[Linux-cluster] Monitoring services/customize failure criteria

Tue Sep 16 21:55:25 UTC 2008

> -----Original Message-----
> > LSB is strictly for init scripts.
> > OCF is strictly for a cluster-managed resource.
> 
> That's not quite true; OCF is a backwards-compatible extension to LSB.
> ie, a script can be a fully compliant OCF _and_ LSB script at the same
> time, and behave differently depending on how it is called, and share
> code.

Yes, a script can be compliant with both standards but that can't be
assumed.

I'm using section 4 of OCF RA API (at
http://www.opencf.org/cgi-bin/viewcvs.cgi/specs/ra/resource-agent-api.tx
t?rev=HEAD - if this is not the correct document, then please point me
to the correct one) as the basis of my comparison of LSB and OCF:

"The API tries to make it possible to have RA function both as a normal
LSB
init script and a cluster-aware RA, but this is not required
functionality."

I would interpret that to mean OCF RA scripts are not required to be
backwards-compatible with LSB. The statement "OCF is a
backwards-compatible extension to LSB" could be misleading. I think a
better statement would be "OCF allows a script to be
backwards-compatible with LSB." An OCF script would have to be
individually identified as being backwards-compatible with LSB, not OCF
RA scripts as a whole. I'm taking the safe stance and saying they're
different because of the wording in OCF RA API. If a OCF script is
compliant with LSB, then it can be used as an init script and would be
better, all around, in my opinion.

The problem, which prompted this whole discussion in the first place,
are the exit codes for 'status' and 'monitor'. As you said, LSB uses 2
different tables of codes while OCF has only one. Your original question
from Monday:

> Is it really only 0 versus non-zero for status? How does the system
> distinguish between running, failed, and cleanly stopped then? I ask
> because both LSB & OCF specify a slightly more differentiated status
> exit code.

My answer is: the wrapper script only distinguishes between zero and
non-zero exit codes from scripts. In essence, zero is success and
non-zero is failure. Since the LSB exit codes for 'status' do not map to
the exit codes for 'monitor', the /usr/share/cluster/script.sh "mashes"
it into one. The code (from Red Hat 5 Update 1) would seem to confirm
this:

=====================================
# Don't need to catch return codes; this one will work.
ocf_log info "Executing ${OCF_RESKEY_file} $1"
${OCF_RESKEY_file} $1

declare -i rv=$?
if [ $rv -ne 0 ]; then
        ocf_log err "script:$OCF_RESKEY_name: $1 of $OCF_RESKEY_file
failed (returned $rv)"
        return $OCF_ERR_GENERIC
fi
=====================================

All non-zero exit codes are mapped to the OCF generic error code of 1.

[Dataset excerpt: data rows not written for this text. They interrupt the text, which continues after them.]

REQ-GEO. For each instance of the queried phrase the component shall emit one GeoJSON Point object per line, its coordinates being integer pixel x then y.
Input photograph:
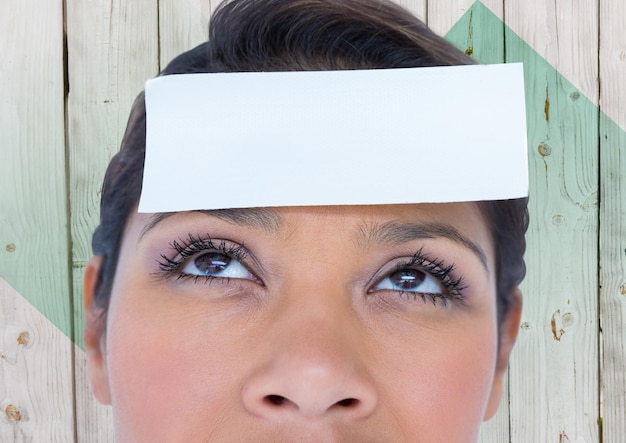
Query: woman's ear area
{"type": "Point", "coordinates": [95, 329]}
{"type": "Point", "coordinates": [508, 334]}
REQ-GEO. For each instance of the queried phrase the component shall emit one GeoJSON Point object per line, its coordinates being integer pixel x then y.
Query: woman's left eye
{"type": "Point", "coordinates": [411, 280]}
{"type": "Point", "coordinates": [216, 264]}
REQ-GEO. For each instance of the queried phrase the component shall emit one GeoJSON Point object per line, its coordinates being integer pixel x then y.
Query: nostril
{"type": "Point", "coordinates": [348, 402]}
{"type": "Point", "coordinates": [275, 400]}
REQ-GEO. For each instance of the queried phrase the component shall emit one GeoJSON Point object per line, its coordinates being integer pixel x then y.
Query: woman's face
{"type": "Point", "coordinates": [353, 323]}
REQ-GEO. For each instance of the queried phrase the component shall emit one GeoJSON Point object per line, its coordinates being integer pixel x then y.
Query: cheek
{"type": "Point", "coordinates": [176, 371]}
{"type": "Point", "coordinates": [440, 389]}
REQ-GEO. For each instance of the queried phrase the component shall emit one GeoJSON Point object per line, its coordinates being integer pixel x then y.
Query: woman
{"type": "Point", "coordinates": [315, 323]}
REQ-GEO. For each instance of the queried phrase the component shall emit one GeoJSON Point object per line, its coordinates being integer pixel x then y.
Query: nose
{"type": "Point", "coordinates": [311, 370]}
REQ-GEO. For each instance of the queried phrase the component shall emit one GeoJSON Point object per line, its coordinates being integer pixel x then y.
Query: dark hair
{"type": "Point", "coordinates": [286, 35]}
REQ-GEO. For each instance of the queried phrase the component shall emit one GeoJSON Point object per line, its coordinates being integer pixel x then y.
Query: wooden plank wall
{"type": "Point", "coordinates": [70, 72]}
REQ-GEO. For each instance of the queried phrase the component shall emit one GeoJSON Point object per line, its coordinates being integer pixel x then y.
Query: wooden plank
{"type": "Point", "coordinates": [480, 33]}
{"type": "Point", "coordinates": [36, 397]}
{"type": "Point", "coordinates": [569, 50]}
{"type": "Point", "coordinates": [554, 375]}
{"type": "Point", "coordinates": [112, 50]}
{"type": "Point", "coordinates": [34, 256]}
{"type": "Point", "coordinates": [182, 26]}
{"type": "Point", "coordinates": [613, 219]}
{"type": "Point", "coordinates": [36, 402]}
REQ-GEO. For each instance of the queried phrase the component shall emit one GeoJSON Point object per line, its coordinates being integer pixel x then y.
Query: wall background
{"type": "Point", "coordinates": [69, 73]}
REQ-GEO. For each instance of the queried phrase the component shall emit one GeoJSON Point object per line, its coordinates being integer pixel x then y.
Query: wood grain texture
{"type": "Point", "coordinates": [112, 51]}
{"type": "Point", "coordinates": [613, 219]}
{"type": "Point", "coordinates": [554, 375]}
{"type": "Point", "coordinates": [182, 26]}
{"type": "Point", "coordinates": [573, 50]}
{"type": "Point", "coordinates": [113, 48]}
{"type": "Point", "coordinates": [33, 211]}
{"type": "Point", "coordinates": [480, 33]}
{"type": "Point", "coordinates": [36, 398]}
{"type": "Point", "coordinates": [444, 14]}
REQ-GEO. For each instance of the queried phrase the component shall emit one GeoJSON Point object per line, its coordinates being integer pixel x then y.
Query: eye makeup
{"type": "Point", "coordinates": [203, 258]}
{"type": "Point", "coordinates": [434, 280]}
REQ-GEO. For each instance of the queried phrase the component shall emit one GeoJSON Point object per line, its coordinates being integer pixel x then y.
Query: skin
{"type": "Point", "coordinates": [307, 341]}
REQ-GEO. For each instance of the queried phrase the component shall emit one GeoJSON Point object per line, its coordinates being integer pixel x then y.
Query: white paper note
{"type": "Point", "coordinates": [413, 135]}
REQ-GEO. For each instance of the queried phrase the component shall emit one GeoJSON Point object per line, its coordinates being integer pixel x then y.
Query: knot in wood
{"type": "Point", "coordinates": [13, 413]}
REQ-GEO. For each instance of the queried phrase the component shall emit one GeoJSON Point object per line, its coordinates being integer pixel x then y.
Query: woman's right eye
{"type": "Point", "coordinates": [199, 257]}
{"type": "Point", "coordinates": [216, 264]}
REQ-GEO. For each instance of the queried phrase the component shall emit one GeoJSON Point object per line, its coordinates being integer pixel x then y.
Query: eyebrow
{"type": "Point", "coordinates": [258, 218]}
{"type": "Point", "coordinates": [397, 232]}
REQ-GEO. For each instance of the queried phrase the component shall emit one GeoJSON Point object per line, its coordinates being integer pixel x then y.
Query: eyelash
{"type": "Point", "coordinates": [192, 245]}
{"type": "Point", "coordinates": [439, 270]}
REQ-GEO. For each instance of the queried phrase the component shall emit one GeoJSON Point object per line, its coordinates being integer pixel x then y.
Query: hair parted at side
{"type": "Point", "coordinates": [291, 35]}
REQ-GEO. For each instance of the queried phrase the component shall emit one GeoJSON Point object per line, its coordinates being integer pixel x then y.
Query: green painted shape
{"type": "Point", "coordinates": [479, 29]}
{"type": "Point", "coordinates": [552, 102]}
{"type": "Point", "coordinates": [34, 255]}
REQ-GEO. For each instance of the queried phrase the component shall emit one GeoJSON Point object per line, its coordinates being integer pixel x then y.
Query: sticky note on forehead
{"type": "Point", "coordinates": [384, 136]}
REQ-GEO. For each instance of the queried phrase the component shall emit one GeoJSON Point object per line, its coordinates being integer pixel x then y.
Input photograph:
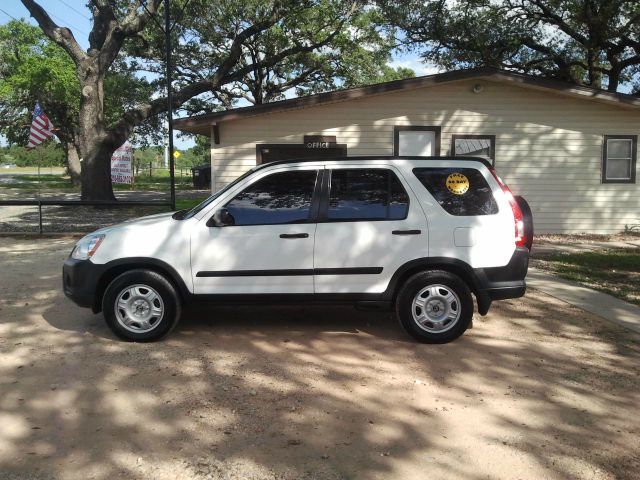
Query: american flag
{"type": "Point", "coordinates": [41, 128]}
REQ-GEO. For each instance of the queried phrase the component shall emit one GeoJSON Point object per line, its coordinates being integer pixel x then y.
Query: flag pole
{"type": "Point", "coordinates": [167, 43]}
{"type": "Point", "coordinates": [39, 148]}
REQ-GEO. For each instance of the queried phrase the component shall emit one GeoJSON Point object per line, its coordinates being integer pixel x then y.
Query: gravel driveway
{"type": "Point", "coordinates": [538, 389]}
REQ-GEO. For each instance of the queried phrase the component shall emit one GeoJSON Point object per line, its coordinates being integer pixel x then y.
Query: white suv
{"type": "Point", "coordinates": [417, 234]}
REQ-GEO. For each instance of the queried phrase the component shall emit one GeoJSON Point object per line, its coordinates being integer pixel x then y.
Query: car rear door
{"type": "Point", "coordinates": [369, 224]}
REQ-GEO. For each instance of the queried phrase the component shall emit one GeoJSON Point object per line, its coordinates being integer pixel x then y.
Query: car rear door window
{"type": "Point", "coordinates": [279, 198]}
{"type": "Point", "coordinates": [366, 194]}
{"type": "Point", "coordinates": [460, 191]}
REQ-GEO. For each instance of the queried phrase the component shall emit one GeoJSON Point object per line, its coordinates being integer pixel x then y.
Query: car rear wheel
{"type": "Point", "coordinates": [141, 306]}
{"type": "Point", "coordinates": [434, 306]}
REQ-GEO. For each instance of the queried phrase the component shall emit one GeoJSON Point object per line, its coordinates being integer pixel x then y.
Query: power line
{"type": "Point", "coordinates": [8, 14]}
{"type": "Point", "coordinates": [75, 10]}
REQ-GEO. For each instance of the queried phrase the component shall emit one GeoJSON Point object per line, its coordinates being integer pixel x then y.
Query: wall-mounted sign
{"type": "Point", "coordinates": [320, 141]}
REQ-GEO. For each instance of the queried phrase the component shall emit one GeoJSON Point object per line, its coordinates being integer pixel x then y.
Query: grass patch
{"type": "Point", "coordinates": [159, 182]}
{"type": "Point", "coordinates": [615, 271]}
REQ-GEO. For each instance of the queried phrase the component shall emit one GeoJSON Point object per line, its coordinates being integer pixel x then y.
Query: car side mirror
{"type": "Point", "coordinates": [221, 218]}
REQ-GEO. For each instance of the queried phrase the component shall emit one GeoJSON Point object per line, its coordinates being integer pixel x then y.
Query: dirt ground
{"type": "Point", "coordinates": [537, 389]}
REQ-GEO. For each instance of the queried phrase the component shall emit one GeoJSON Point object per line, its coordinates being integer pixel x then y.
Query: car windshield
{"type": "Point", "coordinates": [193, 211]}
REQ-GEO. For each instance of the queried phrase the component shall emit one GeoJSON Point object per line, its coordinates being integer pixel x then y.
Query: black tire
{"type": "Point", "coordinates": [169, 301]}
{"type": "Point", "coordinates": [414, 285]}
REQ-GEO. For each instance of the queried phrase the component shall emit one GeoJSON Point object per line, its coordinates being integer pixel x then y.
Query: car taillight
{"type": "Point", "coordinates": [518, 217]}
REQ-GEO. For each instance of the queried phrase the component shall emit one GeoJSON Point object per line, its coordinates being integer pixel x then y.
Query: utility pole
{"type": "Point", "coordinates": [167, 46]}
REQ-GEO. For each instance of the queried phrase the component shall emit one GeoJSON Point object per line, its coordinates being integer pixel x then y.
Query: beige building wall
{"type": "Point", "coordinates": [548, 146]}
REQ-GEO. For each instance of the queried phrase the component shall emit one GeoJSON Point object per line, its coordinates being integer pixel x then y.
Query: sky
{"type": "Point", "coordinates": [76, 16]}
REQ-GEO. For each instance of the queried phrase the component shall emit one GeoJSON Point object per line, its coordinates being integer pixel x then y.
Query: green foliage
{"type": "Point", "coordinates": [32, 68]}
{"type": "Point", "coordinates": [352, 48]}
{"type": "Point", "coordinates": [578, 41]}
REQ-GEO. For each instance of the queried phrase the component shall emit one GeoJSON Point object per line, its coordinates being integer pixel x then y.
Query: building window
{"type": "Point", "coordinates": [366, 194]}
{"type": "Point", "coordinates": [416, 141]}
{"type": "Point", "coordinates": [474, 146]}
{"type": "Point", "coordinates": [619, 158]}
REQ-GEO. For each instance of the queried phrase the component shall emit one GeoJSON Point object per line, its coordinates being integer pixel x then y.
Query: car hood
{"type": "Point", "coordinates": [148, 221]}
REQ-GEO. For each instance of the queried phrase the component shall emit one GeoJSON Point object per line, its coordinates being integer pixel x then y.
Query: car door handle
{"type": "Point", "coordinates": [294, 235]}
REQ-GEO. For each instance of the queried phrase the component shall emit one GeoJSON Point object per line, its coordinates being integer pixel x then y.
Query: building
{"type": "Point", "coordinates": [571, 151]}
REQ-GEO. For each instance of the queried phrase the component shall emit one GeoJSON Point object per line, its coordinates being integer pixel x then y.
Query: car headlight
{"type": "Point", "coordinates": [87, 246]}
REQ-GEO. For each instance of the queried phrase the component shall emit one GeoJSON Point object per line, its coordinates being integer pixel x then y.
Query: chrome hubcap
{"type": "Point", "coordinates": [139, 308]}
{"type": "Point", "coordinates": [436, 308]}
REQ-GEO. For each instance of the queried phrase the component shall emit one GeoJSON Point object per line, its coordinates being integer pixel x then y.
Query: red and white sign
{"type": "Point", "coordinates": [121, 164]}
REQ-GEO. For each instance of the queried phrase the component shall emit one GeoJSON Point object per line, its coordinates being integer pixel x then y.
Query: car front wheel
{"type": "Point", "coordinates": [435, 306]}
{"type": "Point", "coordinates": [141, 306]}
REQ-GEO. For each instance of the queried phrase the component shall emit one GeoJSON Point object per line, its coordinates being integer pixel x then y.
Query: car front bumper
{"type": "Point", "coordinates": [80, 281]}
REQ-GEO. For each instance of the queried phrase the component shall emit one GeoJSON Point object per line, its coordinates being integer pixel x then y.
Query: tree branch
{"type": "Point", "coordinates": [62, 36]}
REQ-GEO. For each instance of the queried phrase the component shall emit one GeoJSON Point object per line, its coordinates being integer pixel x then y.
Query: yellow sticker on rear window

> An LSB-compliant script doesn't need a wrapper to be made 
> OCF-compliant.
> 
> Or, well, yes, of course the calling conventions are 
> different,

That, alone, means you do need a wrapper *if* the calling program
(rgmanager, pacemaker, whatever) does not implement LSB conventions. You
can't call an LSB script with "monitor" and expect a result. If the
resource manager knows to call a script with "status" instead of
"monitor" and interpret the exit code properly, then you have a more
versatile product and don't need a wrapper script. But then the onus is
on you to track the LSB spec along with the OCF spec and handle
differences between them in your code. Rgmanager doesn't have to do that
because it expects only OCF behavior and uses a wrapper shell script to
handle LSB scripts.

> I think the disconnect here is mostly a misunderstanding of the exit
> codes for LSB "status"; it is not merely a 0 or !0 
> distinction. It also
> has "3", which means "not running (unused)". A rather important
> distinction from a failure.

Agreed. Interpreting the exit code needs to be done with prior knowledge
about the state of the service. An exit code of 3 can be either "good"
or "bad" - it depends on what state the service *should* be in. If a
service should be running, a 3 is bad. If it should not be running, a 3
is good. Unfortunately, the wrapper script for rgmanager doesn't make
such distinctions.

--Jeff
Performance Engineer

OpSource, Inc.
http://www.opsource.net
"Your Success is Our Success"